A Top 10 plot and bar chart
Suppose you want to see the Top 10 manufacturers of vehicles in the Sashelp.Cars data set. The following call to PROC FREQ uses the MAXLEVELS=10 option to create a Top 10 table and a bar chart of the 10 manufacturers who appear most often in the data:
%let TopN = 10; proc freq data=sashelp.cars ORDER=FREQ; tables make / maxlevels=&TopN Plots=FreqPlot; run;
A few comments about the MAXLEVELS= option:
- The option affects only the display of the table and chart. The statistics (cumulative counts, percentages, chi-square tests,...) are all based on the full data and all categories. Similarly, if you use the OUT= option to write the counts to an output data set, the data set will contain the counts for all categories, not just the top categories.
- The "OneWayFreqs" table contains a note at the bottom to remind you that you are looking at a partial table. You can also see that the "Cumulative Percent" column does not end at 100.
- The PLOTS=FREQPLOT option contains suboptions that you can use to control aspects of the plot.

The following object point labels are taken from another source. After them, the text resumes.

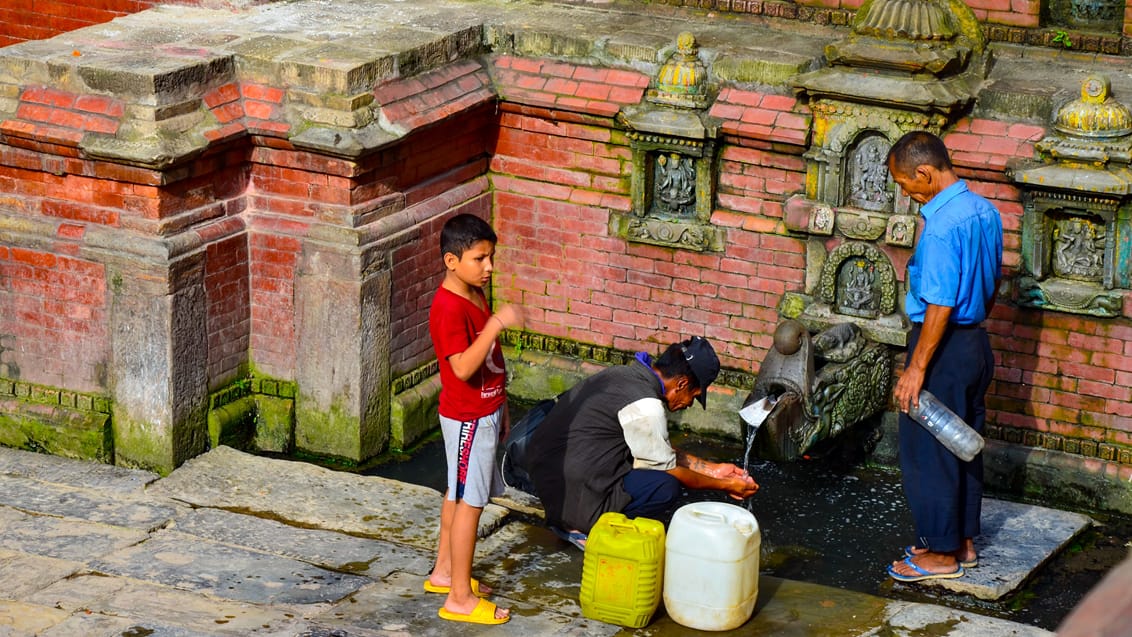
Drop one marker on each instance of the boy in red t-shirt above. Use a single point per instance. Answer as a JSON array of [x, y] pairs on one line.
[[473, 411]]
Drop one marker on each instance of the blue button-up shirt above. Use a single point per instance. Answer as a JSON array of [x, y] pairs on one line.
[[958, 259]]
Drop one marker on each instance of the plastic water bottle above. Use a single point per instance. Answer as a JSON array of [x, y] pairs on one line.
[[948, 428]]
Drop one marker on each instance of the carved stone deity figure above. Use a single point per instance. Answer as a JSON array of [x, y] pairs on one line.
[[821, 385], [856, 287], [675, 186], [868, 175], [1079, 249]]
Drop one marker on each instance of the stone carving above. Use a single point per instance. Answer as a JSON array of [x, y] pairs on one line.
[[680, 79], [857, 289], [675, 186], [868, 175], [823, 385], [674, 151], [857, 280], [821, 220], [1077, 205], [1077, 298], [1079, 249]]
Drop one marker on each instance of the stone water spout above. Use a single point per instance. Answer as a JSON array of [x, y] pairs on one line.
[[823, 385]]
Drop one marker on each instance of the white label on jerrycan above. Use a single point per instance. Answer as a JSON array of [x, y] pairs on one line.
[[711, 566]]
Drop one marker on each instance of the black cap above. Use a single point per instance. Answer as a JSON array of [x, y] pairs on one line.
[[704, 364]]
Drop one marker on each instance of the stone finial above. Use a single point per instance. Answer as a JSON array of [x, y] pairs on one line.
[[1095, 114], [680, 82]]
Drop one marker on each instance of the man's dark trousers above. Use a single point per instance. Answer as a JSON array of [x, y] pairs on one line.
[[945, 493]]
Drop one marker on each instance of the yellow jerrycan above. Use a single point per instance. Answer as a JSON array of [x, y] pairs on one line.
[[623, 570]]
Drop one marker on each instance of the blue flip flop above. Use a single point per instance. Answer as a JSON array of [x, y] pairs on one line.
[[922, 575], [575, 537], [909, 551]]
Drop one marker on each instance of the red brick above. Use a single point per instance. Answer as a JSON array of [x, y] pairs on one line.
[[262, 93], [222, 95], [778, 102], [259, 110]]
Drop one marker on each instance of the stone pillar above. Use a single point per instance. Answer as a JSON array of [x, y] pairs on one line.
[[160, 355], [342, 367]]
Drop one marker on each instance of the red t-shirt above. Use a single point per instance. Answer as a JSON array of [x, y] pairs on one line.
[[454, 323]]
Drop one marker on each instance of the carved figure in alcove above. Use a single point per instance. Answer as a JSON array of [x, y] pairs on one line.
[[857, 290], [675, 191], [1079, 249], [899, 232], [868, 177]]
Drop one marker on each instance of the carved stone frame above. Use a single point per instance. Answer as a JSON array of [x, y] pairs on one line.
[[643, 225]]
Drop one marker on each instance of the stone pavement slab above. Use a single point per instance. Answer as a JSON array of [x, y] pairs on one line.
[[18, 619], [31, 496], [105, 479], [23, 575], [1017, 540], [61, 537], [399, 605], [187, 562], [145, 603], [310, 496], [212, 573], [326, 549]]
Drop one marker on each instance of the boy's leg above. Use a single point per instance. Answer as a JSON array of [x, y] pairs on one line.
[[442, 570], [462, 541], [473, 478]]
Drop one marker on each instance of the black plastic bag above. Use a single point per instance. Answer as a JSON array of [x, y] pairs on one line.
[[514, 448]]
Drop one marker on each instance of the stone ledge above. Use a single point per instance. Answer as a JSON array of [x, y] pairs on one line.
[[57, 430]]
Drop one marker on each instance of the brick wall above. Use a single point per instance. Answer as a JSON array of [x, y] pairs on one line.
[[228, 287], [53, 317], [1062, 381]]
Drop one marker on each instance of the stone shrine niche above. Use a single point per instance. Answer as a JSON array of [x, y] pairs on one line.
[[907, 65], [869, 186], [674, 149], [1077, 205]]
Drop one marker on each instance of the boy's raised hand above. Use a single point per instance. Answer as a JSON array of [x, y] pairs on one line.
[[509, 316]]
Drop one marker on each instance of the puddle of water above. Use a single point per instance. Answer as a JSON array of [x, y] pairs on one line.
[[835, 522]]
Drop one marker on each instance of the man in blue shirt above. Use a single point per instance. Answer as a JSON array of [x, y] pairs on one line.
[[952, 280]]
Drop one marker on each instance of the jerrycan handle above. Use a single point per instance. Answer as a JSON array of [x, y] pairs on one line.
[[713, 516]]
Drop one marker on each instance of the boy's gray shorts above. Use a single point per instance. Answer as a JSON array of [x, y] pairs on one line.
[[470, 448]]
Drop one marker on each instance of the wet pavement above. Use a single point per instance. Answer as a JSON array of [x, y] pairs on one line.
[[232, 543]]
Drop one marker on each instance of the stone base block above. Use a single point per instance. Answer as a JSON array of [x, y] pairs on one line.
[[274, 428], [413, 413], [259, 422], [57, 430], [232, 424]]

For example, if you want a horizontal bar chart that shows percentages instead of counts, use the option plots=FreqPlot(orient=horizontal scale=percent).
Sometimes a small change can make a big difference. Although it is not difficult to follow the steps in the original article to create a Top 10 table and chart, the MAXLEVELS= option is even easier.
A Top 10 plot with an "Others" category
For completeness, the following statements are reproduced from an earlier article that shows how to merge the low-frequency categories into a new category with the value "Others." The resulting bar chart shows the most frequent categories and lumps the others into an "Others" category.
%let TopN = 10; %let VarName = Make; proc freq data=sashelp.cars ORDER=FREQ noprint; /* no print. Create output data set of all counts */ tables &VarName / out=TopOut; run; data Other; /* keep the values for the Top categories. Use "Others" for the smaller categories */ set TopOut; label topCat = "Top Categories or 'Other'"; topCat = &VarName; /* name of original categorical var */ if _n_ > &TopN then topCat = "Other"; /* merge smaller categories */ run; proc freq data=Other ORDER=data; /* order by data and use WEIGHT statement for counts */ tables TopCat / plots=FreqPlot(scale=percent); weight Count; run;
In the second PROC FREQ analysis, the smaller categories are merged into a new category called "Others." The "Others" category is suitable for tabular and graphical reporting, but you should think carefully before running statistical tests. As this example shows, the distribution of the new categorical variable might be quite different from the distribution of the original variable.